Puerto Gaboto: dictan prisión preventiva para la pareja que guardaba un arsenal en su casa

La justicia ordenó esta semana la detención preventiva de dos personas acusadas de integrar una banda narcocriminal y de ocultar un importante arsenal de guerra en una vivienda de la localidad santafesina.

La decisión fue tomada por la jueza Melania Carrara, quien hizo lugar al pedido de la fiscal Paula Barros y dispuso dos años de prisión preventiva para Evelyn Acuña y Claudio Liserra. La pareja fue detenida hace diez días en un operativo realizado por Gendarmería Nacional en una casa de calle Almagro, en Puerto Gaboto.

Un hallazgo que sorprendió a los investigadores

Durante el allanamiento, los efectivos secuestraron 18 armas de fuego —entre ellas varias pistolas Glock—, 39 cargadores, más de 1.600 municiones, 12 teléfonos celulares y 33 mil dólares en efectivo.
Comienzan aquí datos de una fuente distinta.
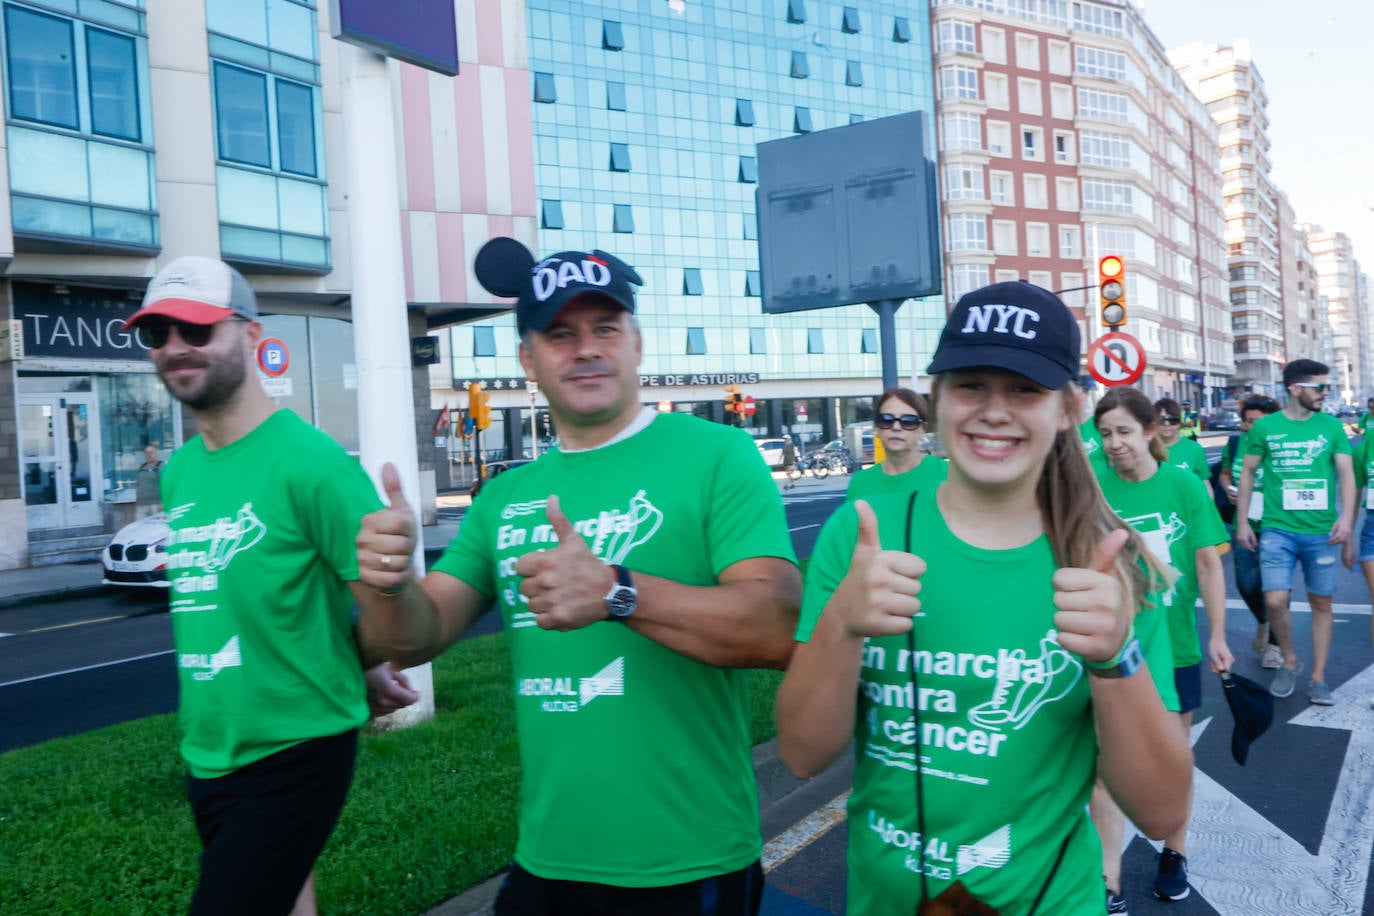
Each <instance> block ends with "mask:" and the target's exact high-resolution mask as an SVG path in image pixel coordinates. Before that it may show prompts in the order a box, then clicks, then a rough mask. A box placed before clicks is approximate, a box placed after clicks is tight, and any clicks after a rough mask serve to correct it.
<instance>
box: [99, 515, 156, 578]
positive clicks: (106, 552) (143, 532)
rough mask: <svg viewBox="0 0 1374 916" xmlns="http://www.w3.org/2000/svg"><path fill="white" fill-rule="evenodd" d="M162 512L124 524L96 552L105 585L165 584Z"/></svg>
mask: <svg viewBox="0 0 1374 916" xmlns="http://www.w3.org/2000/svg"><path fill="white" fill-rule="evenodd" d="M169 533H170V529H169V527H168V516H166V512H158V514H157V515H150V516H148V518H144V519H139V520H137V522H132V523H131V525H125V526H124V527H121V529H120V531H118V533H117V534H115V536H114V537H111V538H110V542H109V544H106V547H104V551H102V552H100V564H102V566H103V567H104V578H103V580H102V582H104V584H106V585H129V586H133V588H166V586H168V534H169Z"/></svg>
El volumen del material llevó a los pesquisas a calificar el hallazgo como un “miniarsenal”, y activó alertas sobre su posible vinculación con hechos delictivos previos.

Según precisó la fiscalía, tras las pericias balísticas se determinó que algunas de esas armas habían sido utilizadas en tiroteos ocurridos en 2022, 2023 y 2025.

Conexión con el narcotráfico

En la audiencia, la fiscal Barros vinculó a Liserra —a quien señaló como “Artur” o “Papi” en base a escuchas telefónicas— con la banda liderada por Claudio “Morocho” Mansilla y su pareja, Jessica “La Fea” González. Además, reveló que el acusado estaba viviendo en la casa de Daiana Boassi, mujer ya condenada en la causa contra la organización de Fran Riquelme.

A Liserra se le imputaron 17 hechos de tenencia ilegítima de arma de fuego —de uso civil y de guerra—, encubrimiento balístico en nueve ocasiones y comercialización de estupefacientes agravada por la intervención de tres o más personas organizadas.

En tanto, Acuña fue acusada por los mismos delitos en calidad de coautora, más el encubrimiento de un chaleco balístico.

“Ella no tiene por qué estar acá”

Durante la audiencia, Liserra tomó la palabra para desligar a su pareja. “A ella la conozco hace muy poco. La policía me buscaba a mí, ella no tendría que estar implicada”, dijo el hombre, quien se mostró visiblemente desmejorado y con problemas de salud.

La defensa de Acuña, a cargo de Patricia Ríos, sostuvo que su clienta es trabajadora sexual y que mantenía un vínculo reciente con Liserra. “Es una mujer vulnerable. Estaba con sus dos hijos en la vivienda, ya los había anotado en la escuela del pueblo. No hay pruebas de que supiera de la existencia de las armas”, argumentó.

Por su parte, la defensa de Liserra intentó despegar a su representado del apodo “Papi” y aseguró que las armas fueron halladas en un vehículo abandonado dentro del terreno. “Él no sabía que estaban ahí”, afirmó su abogada.